Bolivar, after liberating the states of northern South America from Spanish rule, was endeavoring to organize Columbia, Peru, Bolivia, La Plata, and Chile into a grand republic, of which he aspired to be the ruler. The union of the first three of these states was practically realized, but the undertaking finally ended in failure because of the jealousy of Bolivar’s former companions in arms and the fickleness of the South American people. This characteristic of the people is humorously set forth in Maury’s letters in which he describes some of the fighting which he witnessed at Guayaquil. The young man’s historical outlook was thus further broadened by this personal contact with the affairs of the great Libertador, Bolivar.

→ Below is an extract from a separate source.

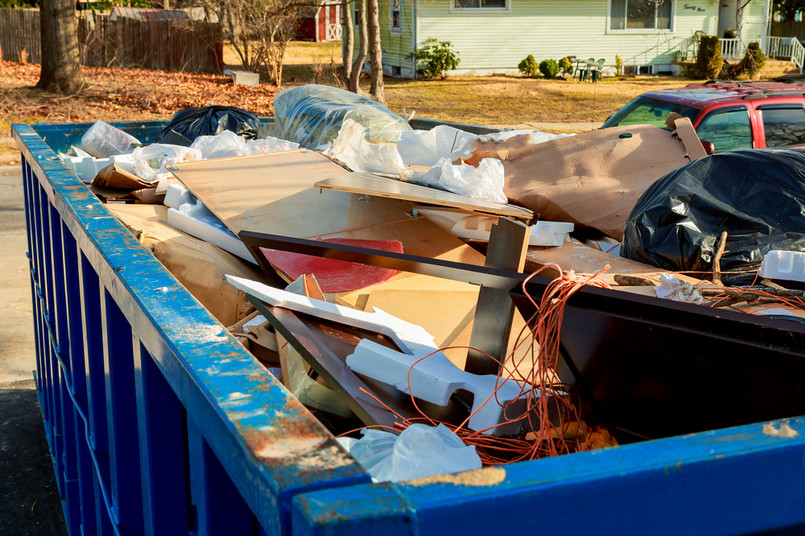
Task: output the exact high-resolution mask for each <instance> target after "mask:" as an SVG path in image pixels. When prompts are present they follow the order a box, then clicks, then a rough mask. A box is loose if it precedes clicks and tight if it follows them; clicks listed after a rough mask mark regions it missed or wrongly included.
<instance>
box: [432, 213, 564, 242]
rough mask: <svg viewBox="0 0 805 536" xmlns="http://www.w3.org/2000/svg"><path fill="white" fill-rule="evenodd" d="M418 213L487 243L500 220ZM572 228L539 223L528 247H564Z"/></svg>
mask: <svg viewBox="0 0 805 536" xmlns="http://www.w3.org/2000/svg"><path fill="white" fill-rule="evenodd" d="M417 210H418V211H419V212H420V213H422V214H423V215H424V216H425V217H426V218H428V219H429V220H431V221H433V222H434V223H435V224H437V225H439V226H440V227H442V228H443V229H445V230H447V231H450V232H451V233H453V234H454V235H456V236H457V237H459V238H462V239H464V240H483V241H487V242H488V241H489V234H490V232H491V231H492V225H494V224H495V223H496V222H497V220H498V218H497V216H486V215H483V214H476V213H468V212H464V211H461V210H455V209H449V208H431V207H417ZM573 228H574V225H573V224H572V223H566V222H559V221H538V222H537V223H536V224H535V225H532V226H531V235H530V237H529V239H528V245H530V246H561V245H562V244H563V243H564V241H565V235H566V234H567V233H570V232H572V231H573Z"/></svg>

On July 4, 1829, the war meanwhile having come to an end, the Vincennes, under the command of Captain William Compton (Bolton) Finch, set forth from Callao on her voyage across the Pacific. She was to make her first stop at the Washington Islands, now known as the Marquesas, in order, as Captain Finch’s orders read, to secure proper treatment from the natives for any of our defenseless seafaring countrymen who in their lawful pursuits were compelled by necessity to resort to the harbors of the islands for refreshment and supplies; to reclaim those who from improper motives had remained among the islanders; and by exhibiting the moral advancement of America to so raise the American national character in their estimation as to induce a praiseworthy imitation of it on their part. The ship arrived at one of the islands, Nukahiva by name, on July 26, and in order to carry out the spirit of his orders Captain Finch made his vessel a “tabu ship” that he might prevent the gross licentiousness to which ships from Christian lands were usually surrendered in those ports.
For an account of Maury’s experiences on this cruise little is to be derived from his extant letters, but fortunately Chaplain C. S. Stewart wrote a book entitled “A Visit to the South Seas in the U. S. Ship Vincennes during the years 1829 and 1830”, in which he mentions Maury as a member of the shore party which visited the Valley of Taioa and as one of those who went on various other expeditions on the island of Nukahiva under the direction of the chaplain. That these were unforgettable experiences is evident from Stewart’s rapturous descriptions of the people and the scenery of the island which, he declared, “seemed almost a fairy land, scarce less fascinating in its features than the imaginary haunts pictured by the pens of genius as the abode of Calypso, or the happy valley of the Abyssinian prince”.